Today in Sweden: a roundup of the latest news on Friday

Find out what's going on in Sweden today with The Local's short roundup of the news in less than five minutes.

Today in Sweden: a roundup of the latest news on Friday
Third vaccine doses are delayed in many regions due to lack of resources. Photo: Johan Nilsson/TT

Speaker nominates Magdalena Andersson to prime minister post – again

Social Democrat leader Magdalena Andersson will get another chance to become Sweden’s first female prime minister, after the speaker of parliament Andreas Norlén said he would nominate her for the office a second time. Andersson resigned on Wednesday just hours after having been confirmed by parliament as the country’s next prime minister.

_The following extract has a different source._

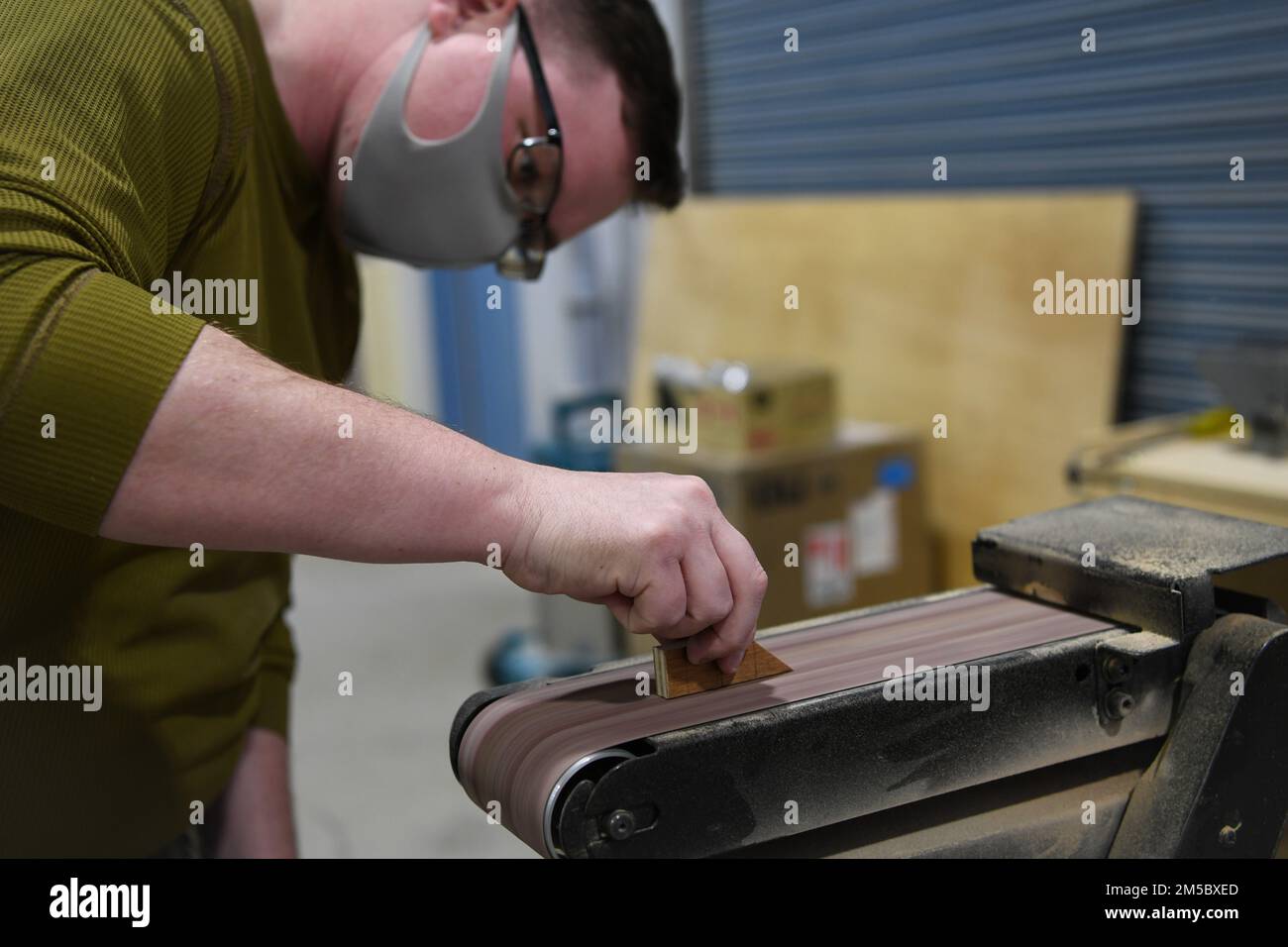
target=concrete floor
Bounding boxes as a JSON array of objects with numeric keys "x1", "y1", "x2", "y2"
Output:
[{"x1": 290, "y1": 557, "x2": 536, "y2": 858}]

The Swedish parliament is now set to again vote on Andersson as prime minister on Monday.

Speaker Andreas Norlén made the announcement on Thursday afternoon after having met with the leaders of Sweden’s eight parties.

Here’s our guide for what could happen next.

Swedish vocabulary: igen – again

Vaccination rate in many regions delayed by lack of resources

According to a survey carried out by public broadcaster SVT, 17 of 21 Swedish regions lack the resources to administer booster vaccines at the required rate. This refers not only to a lack of personnel, but also a lack of venues large enough to administer vaccines on a larger scale.

Vaccinating the most elderly and frail with a third dose has been emphasised as one of the most important ways of protecting this group’s immunity, as protection from vaccines decreases at a faster rate in the elderly. At the same time, children, unvaccinated adults and healthcare personnel must also be vaccinated, straining resources.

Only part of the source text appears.